Conflicting thoughts really sums up my quiet time readings that I referred to in my previous post. Contrasts are something that usually catch my attention and this was no exception.
I had read from
Daily Light first, then my Bible. A little background information may help put things into perspective as well. At my last appointment with the specialist, I had a friend with me to be an extra set of ears. She had asked if chronic pain ever went away and the physician responded that it did not in his experience. This was both hard and good for me to hear. Hard from the perspective that this was a professional opinion that this is what I will be dealing with the rest of my life. Good in that even after nearly 8 years, I keep clinging to the hope that one day the pain will go away and not come back. This gave a more realistic view of the situation. The following are my readings from the morning of October 6, 2010.
From
Daily Light:
"The Lord God omnipotent reigneth." "I know that thou canst do everything." "The things which are impossible with men are possible with God." "Abba Father, all things are possible unto thee." "According to your faith be it unto you." "Be strong and courageous, be not afraid nor dismayed, ...there be more with us than with him." (Revelation 19:6, Job 42:2, Luke 18:27, Mark 14:6, Matthew 9:29, 2 Chronicles 32:7.)
My thoughts after reading this: I have no cause for fear. I have a loving heavenly Father Who can do anything. He has allowed/given me the pain. He can take it away/heal me if that is best. If not, He gives me the grace and strength to get through each moment.
My actual overall perspective was that even if the physician thinks of complete healing as impossible, God can do the impossible. God can heal me if He chooses! Yet, maybe I am lacking in faith? One of the verses refers to healing according to measure of faith. I do honestly believe God can do anything. However, after years of living with pain, possibly my faith in the specific healing in this area has weakened? (Another contrast: I keep hoping to one day be free from pain, yet as the years go by, I think of it as less likely.)
From my Bible reading that same morning:
2 Corinthians 12:7-10 (A passage that I have found very encouraging over the years. The timing of it coming right after the earlier readings and thoughts struck me.)
"To keep me from becoming conceited because of the surpassingly great revelations, there was given to me a thorn in my flesh, a messenger of Satan, to torment me. Three times I pleaded with the Lord to take it away from me. But he said to me, "My grace is sufficient for you, for my power is made perfect in weakness." Therefore I will boast all the more gladly about my weaknesses, so that Christ's power may rest on me. That is why, for Christ's sake, I delight in weaknesses, in insults, in hardships, in persecutions, in difficulties. For when I am weak, then am I strong."
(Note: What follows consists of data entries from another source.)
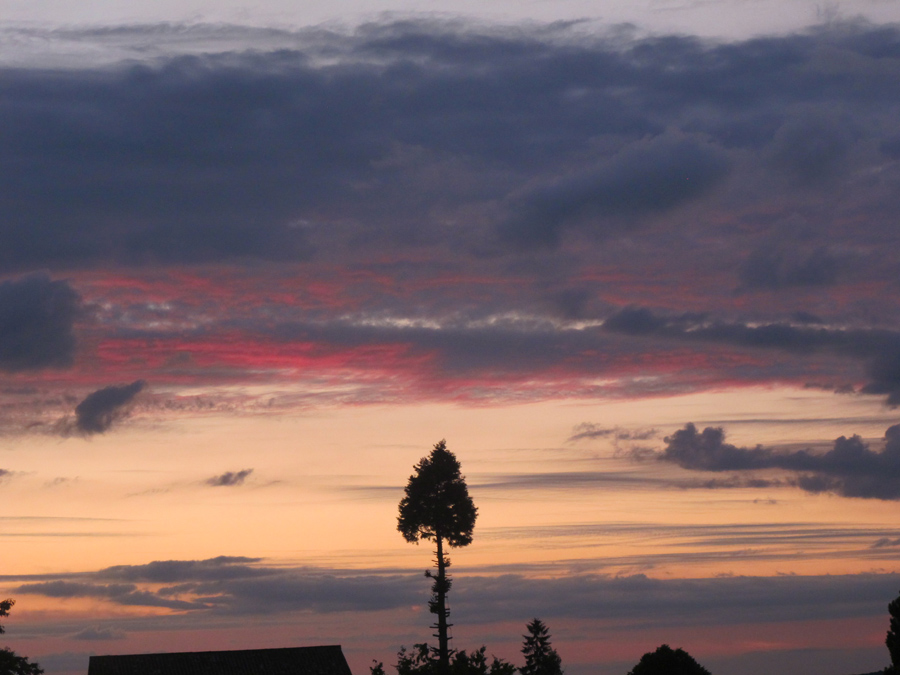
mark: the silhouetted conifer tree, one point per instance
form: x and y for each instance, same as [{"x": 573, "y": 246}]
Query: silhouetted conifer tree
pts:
[
  {"x": 10, "y": 662},
  {"x": 668, "y": 661},
  {"x": 437, "y": 507},
  {"x": 893, "y": 637},
  {"x": 540, "y": 657},
  {"x": 421, "y": 661}
]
My thoughts on these verses that morning:
These verses are so encouraging! They fit especially well after reading/writing from
Daily Light this morning. God knows what He is doing. I do not need to know his reason/plan. I do need to trust and rest in Him. (I'm kind of afraid to pray for healing as I'm not sure of God's goal with the pain for me.)
After the earlier readings, I was thinking of renewing my prayers for complete healing from the pain. After the later readings, I was afraid to pray for healing. God has done so much in me through it. He must still have some purpose in it. (I am fine with others praying for my healing! I am just uncertain enough to pray for it on my own behalf.)
The contrast between the two sets of verses and corresponding thoughts really caught my attention. This is "conflict" that God can bring into agreement, but that I cannot.